There are basically two reasons why poor countries have it so rough: geography and poverty. Most of the red countries on the S&P map lie near the equator, where climate change-caused storms, flooding, and droughts will be more intense.

Poverty makes these effects much worse. You'll notice, for instance, that Indonesia is red on the S&P map while Australia, its much wealthier neighbor, is green. Poor countries tend to have more poorly constructed homes, fewer resources for emergency response and relocation after sea level rise, and weaker health care systems ill-equipped to deal with increased rates of tropical disease. Imagine Hurricane Katrina levels of flooding in a city like Dhaka, Bangladesh — home to 15 million people.

Actually, we don't need to imagine: we know from "normal" extreme-weather events that poor countries have it the roughest. From 1980-2007, only 15 percent of hurricanes, typhoons, and the like happened in low-income countries, but 68 percent of people killed by these storms died in poorer nations.

For these reasons, a group of the world's 49 poorest countries are already lobbying wealthier  nations — which are responsible for a disproportionate share of carbon emissions — to commit to tighter emissions standards at a 2015 summit in Paris.

Why American and Chinese action is such a big deal for international poverty

Obama's June regulations on power plants were America's unilateral contribution to that effort. 17 percent of the world's emissions come from the United States.

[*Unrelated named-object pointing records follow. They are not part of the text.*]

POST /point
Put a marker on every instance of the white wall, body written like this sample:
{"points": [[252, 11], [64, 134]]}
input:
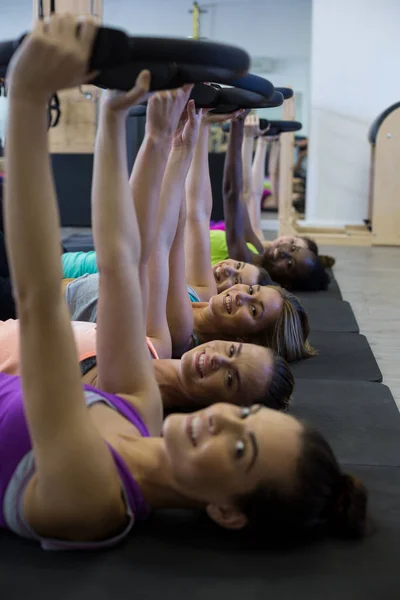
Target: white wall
{"points": [[280, 29], [354, 77]]}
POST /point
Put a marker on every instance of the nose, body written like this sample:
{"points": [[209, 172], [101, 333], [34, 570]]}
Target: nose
{"points": [[218, 360], [219, 421], [241, 298]]}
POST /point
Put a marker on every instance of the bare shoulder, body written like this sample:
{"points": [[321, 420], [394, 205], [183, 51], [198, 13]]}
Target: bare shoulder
{"points": [[100, 519]]}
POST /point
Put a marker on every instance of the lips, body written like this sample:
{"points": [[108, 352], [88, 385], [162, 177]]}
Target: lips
{"points": [[200, 362], [228, 303], [193, 425]]}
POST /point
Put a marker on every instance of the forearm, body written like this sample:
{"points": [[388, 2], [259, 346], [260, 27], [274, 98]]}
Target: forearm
{"points": [[258, 177], [247, 157], [145, 184], [115, 228], [198, 184], [30, 206], [167, 223], [232, 190]]}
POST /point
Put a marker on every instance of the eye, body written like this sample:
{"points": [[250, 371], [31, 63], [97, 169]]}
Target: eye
{"points": [[244, 412], [239, 449], [230, 378]]}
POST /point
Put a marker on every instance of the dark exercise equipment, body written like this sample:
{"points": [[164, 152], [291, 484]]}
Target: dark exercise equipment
{"points": [[340, 356], [207, 96], [172, 62], [278, 127], [175, 552], [360, 419], [330, 315], [333, 291]]}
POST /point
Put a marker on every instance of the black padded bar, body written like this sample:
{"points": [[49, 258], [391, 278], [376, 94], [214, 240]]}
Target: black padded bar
{"points": [[340, 356], [286, 92], [278, 127], [360, 420], [184, 60], [253, 83], [373, 131], [330, 315]]}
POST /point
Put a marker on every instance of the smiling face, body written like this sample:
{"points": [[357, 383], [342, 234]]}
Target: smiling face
{"points": [[289, 263], [231, 272], [227, 371], [226, 451], [290, 240], [245, 311]]}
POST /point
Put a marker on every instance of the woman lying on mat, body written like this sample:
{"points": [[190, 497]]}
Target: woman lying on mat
{"points": [[80, 465], [293, 267], [267, 316]]}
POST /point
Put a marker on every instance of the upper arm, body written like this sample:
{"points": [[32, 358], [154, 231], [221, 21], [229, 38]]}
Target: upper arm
{"points": [[74, 466]]}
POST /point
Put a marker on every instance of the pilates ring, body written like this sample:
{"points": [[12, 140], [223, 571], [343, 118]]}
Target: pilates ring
{"points": [[253, 83], [214, 96], [172, 61]]}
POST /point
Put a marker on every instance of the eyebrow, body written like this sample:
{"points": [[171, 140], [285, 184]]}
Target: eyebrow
{"points": [[261, 303], [255, 450]]}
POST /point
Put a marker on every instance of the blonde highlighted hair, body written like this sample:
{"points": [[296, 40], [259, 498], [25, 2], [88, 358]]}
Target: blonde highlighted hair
{"points": [[289, 335]]}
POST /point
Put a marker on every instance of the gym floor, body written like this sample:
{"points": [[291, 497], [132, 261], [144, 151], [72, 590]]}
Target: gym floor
{"points": [[369, 279]]}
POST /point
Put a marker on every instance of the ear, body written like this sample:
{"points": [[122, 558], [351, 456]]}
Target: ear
{"points": [[228, 517]]}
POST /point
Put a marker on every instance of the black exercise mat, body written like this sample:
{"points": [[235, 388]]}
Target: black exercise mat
{"points": [[359, 419], [330, 315], [78, 242], [333, 291], [176, 556], [340, 356]]}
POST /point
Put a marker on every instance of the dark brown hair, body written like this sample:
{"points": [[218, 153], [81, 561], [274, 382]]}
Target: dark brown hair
{"points": [[323, 498], [278, 393]]}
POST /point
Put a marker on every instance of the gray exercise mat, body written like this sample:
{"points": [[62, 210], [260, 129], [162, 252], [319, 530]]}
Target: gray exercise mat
{"points": [[330, 315], [359, 419], [340, 356]]}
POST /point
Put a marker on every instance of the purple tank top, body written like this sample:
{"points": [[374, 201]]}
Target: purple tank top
{"points": [[15, 441]]}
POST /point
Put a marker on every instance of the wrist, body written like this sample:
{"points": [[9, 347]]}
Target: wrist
{"points": [[18, 96]]}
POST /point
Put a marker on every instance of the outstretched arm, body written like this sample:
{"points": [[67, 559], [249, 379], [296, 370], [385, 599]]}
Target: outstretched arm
{"points": [[75, 492], [145, 183], [199, 206], [121, 330], [235, 211], [167, 222]]}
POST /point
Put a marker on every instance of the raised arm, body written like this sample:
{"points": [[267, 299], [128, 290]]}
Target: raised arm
{"points": [[76, 485], [254, 171], [121, 329], [145, 183], [235, 211], [174, 103]]}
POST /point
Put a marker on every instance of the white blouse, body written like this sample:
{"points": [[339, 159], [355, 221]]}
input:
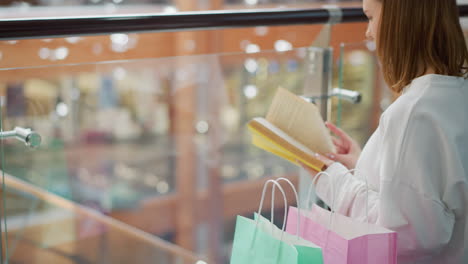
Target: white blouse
{"points": [[416, 165]]}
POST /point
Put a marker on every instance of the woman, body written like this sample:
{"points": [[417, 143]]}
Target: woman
{"points": [[416, 162]]}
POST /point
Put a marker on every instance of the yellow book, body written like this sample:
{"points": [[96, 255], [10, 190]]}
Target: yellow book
{"points": [[293, 129]]}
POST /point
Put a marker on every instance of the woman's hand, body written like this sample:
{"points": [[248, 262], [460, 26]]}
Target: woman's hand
{"points": [[347, 149], [313, 172]]}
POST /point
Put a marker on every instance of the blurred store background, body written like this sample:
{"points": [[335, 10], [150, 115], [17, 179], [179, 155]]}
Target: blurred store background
{"points": [[148, 129]]}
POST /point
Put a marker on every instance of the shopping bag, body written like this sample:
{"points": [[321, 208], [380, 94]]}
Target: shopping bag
{"points": [[259, 241], [343, 239], [307, 252]]}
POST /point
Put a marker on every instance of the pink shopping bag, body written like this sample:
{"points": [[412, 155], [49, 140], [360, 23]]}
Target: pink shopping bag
{"points": [[344, 240]]}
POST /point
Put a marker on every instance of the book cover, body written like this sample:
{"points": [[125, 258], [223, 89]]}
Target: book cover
{"points": [[293, 129]]}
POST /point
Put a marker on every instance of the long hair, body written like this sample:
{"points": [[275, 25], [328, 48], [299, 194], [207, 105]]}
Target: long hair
{"points": [[415, 35]]}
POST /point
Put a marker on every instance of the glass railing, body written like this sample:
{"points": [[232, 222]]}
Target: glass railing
{"points": [[45, 228], [358, 71], [158, 145]]}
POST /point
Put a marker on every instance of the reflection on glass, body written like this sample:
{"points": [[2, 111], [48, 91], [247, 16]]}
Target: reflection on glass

The regulations are designed to cut that number significantly, ideally reducing the United States to 17 percent below its 2005 target.

This will cost the United States some money, though it's not clear how much. One way to think about this is a transfer payment: America, a rich country, is spending to try to save the world's poorest from the worst effects of climate change.

Again, warming is pretty bad for everyone, so the regulations aren't totally altruistic. But the world's poorest will be hurt the most, and they're the people who can least afford to be hurt. The global gap in wealth is unimaginably large. To put it in some perspective: the poorest five percent of Americans have higher per-capita incomes than 68 percent of the world.

So far, wealthy countries have done a pretty poor job addressing climate change as an inequality issue. Rich countries promised $100 billion per year to help poor countries deal with the consequences of global warming, but most of that money hasn't materialized. This is doubly infuriating for leaders of poor countries, as the global rich got that way by using technologies that created the climate crisis in the first place. The same carbon-powered economic growth fuelled Western colonialism.


An Indonesian man commutes to work in Jakarta, the capital, during heavy flooding. Bay Ismoyo/AFP/Getty Images

That's why the real goal of any climate regulation is to effect global change — and why the new China announcement is such a big deal. China and the United States are the world's two largest emitters: it would be impossible to get a handle on climate change without serious action on their parts.

The current deal isn't enough to avert catastrophic change on its own. But it does break an impasse between the US and China, where each major power was a bit skeptical of any international deal on climate change unless the other committed first. The bilateral agreement not only shows that America and China can cooperate on climate change, but also lays the groundwork for future, more far-reaching negotiations.

That includes a full international deal. Throughout 2015, the international community is conducting talks to create a new global plan to reduce emissions and tackle climate change. Lack of agreement between the US and China could have hamstrung the talks — and it still could. But the new agreement shows real commitment by the leading emitters to tackle climate change, indicating that US-China competition may not be as much of a barrier as previously thought. It also signals to the rest of the international community that negotiations are worth taking seriously.

So the US-China agreement will build global support for a campaign against one of the most important causes of global poverty and inequality. That's the big-picture story behind yesterday's move. The biggest question going forward is whether it'll work.